As comics had, up till recent times, commonly fed traditional male fantasies of dominance and female sexuality, Phillips began crafting analogous characters for less empowered communities. Hence the birth of his Joe Boys, beautifully formed men gracing the pages of books like For the Boys and Cali Boys, and the calendar series, “Boys Will Be Boys.”
“You always see these scantily clad girls running around in their outfits,” Phillips says. “So, the girls and the gay boys always want something too. So, I thought, why not go ahead and be bold and do something totally different, and show the other side of what it could possibly be?”
He continues the artistry apparent in the “Joe Boys” series — the vibrant colors and impeccable pecs — this time in a hurrah to classic female superheroes, right in time for Comic Con.
“Joe’s Boys,” follows in the footsteps of last year’s “Beefcake Heroes” that officially brought superheroes (a fantastical community in tight costumes who have always drawn suspicion about their sexuality from the general public) out of the closet.
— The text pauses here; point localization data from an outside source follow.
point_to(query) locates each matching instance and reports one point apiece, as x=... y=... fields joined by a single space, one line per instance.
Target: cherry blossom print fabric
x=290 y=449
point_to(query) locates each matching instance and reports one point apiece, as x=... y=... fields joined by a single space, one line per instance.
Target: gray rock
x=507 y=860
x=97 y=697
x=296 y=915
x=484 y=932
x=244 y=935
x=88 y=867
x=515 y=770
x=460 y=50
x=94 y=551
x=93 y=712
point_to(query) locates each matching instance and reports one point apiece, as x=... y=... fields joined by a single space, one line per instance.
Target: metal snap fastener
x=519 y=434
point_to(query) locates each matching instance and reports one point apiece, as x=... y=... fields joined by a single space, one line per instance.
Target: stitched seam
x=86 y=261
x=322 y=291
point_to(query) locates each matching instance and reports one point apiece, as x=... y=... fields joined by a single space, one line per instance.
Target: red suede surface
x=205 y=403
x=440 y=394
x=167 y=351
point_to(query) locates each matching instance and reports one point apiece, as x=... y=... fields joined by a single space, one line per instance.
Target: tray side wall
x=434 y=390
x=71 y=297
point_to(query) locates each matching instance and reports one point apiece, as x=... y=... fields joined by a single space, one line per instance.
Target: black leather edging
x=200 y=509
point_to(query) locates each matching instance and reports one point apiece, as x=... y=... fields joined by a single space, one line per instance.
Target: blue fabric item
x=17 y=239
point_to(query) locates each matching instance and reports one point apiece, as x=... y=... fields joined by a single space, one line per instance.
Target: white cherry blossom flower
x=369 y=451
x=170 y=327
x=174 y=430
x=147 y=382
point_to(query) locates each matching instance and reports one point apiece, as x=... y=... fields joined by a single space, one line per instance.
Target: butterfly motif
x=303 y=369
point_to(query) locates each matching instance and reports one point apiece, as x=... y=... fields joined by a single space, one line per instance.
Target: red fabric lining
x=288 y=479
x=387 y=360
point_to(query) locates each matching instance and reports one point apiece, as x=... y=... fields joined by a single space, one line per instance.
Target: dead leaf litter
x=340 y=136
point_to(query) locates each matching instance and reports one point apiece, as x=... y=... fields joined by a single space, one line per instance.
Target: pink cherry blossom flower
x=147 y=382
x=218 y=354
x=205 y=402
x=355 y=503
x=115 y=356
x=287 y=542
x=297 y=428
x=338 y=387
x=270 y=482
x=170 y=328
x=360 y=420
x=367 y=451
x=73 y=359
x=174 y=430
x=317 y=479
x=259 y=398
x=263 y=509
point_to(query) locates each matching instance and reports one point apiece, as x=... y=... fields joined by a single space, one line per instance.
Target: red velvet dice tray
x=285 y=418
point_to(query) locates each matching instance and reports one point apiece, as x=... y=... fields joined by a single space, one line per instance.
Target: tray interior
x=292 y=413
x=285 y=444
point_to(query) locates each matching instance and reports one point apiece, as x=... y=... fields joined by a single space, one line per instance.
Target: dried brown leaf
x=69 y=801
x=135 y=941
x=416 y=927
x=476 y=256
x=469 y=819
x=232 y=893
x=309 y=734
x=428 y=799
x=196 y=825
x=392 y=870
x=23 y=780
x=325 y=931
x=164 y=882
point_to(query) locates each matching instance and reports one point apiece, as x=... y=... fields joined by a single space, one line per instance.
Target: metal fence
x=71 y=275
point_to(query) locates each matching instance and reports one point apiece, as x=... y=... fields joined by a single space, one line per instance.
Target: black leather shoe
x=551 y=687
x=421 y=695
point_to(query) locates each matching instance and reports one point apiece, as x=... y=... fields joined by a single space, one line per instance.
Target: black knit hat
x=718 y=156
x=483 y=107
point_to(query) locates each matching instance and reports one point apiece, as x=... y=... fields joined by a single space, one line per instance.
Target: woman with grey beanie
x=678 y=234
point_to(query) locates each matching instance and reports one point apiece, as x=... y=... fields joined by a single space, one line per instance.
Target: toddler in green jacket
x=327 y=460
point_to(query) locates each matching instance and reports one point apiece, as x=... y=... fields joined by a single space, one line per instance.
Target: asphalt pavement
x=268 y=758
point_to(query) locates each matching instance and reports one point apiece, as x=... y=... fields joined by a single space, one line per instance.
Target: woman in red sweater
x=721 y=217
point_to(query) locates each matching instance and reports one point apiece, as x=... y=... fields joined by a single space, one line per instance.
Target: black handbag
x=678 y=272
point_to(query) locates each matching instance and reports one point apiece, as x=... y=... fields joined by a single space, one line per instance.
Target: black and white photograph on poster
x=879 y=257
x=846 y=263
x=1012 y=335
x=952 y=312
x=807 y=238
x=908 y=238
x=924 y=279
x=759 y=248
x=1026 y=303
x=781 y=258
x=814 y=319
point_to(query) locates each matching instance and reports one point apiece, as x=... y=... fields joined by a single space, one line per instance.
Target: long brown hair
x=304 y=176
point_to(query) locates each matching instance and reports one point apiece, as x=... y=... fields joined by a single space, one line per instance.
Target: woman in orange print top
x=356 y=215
But this time, he’s taken powerful female superheroes and morphed them into men; men with an attitude inspired by pin-up girls of the 1940s — a boldness that says, “Hey, look at me.”
He discusses the intersection between super-heroism and sexuality in his work, currently available for view by appointment at the Alexander Salazar Fine Art Gallery in downtown San Diego, CA. “Joe’s Boys” will soon relocate to the House Boi Gallery in Hillcrest, CA with an opening reception on August 16.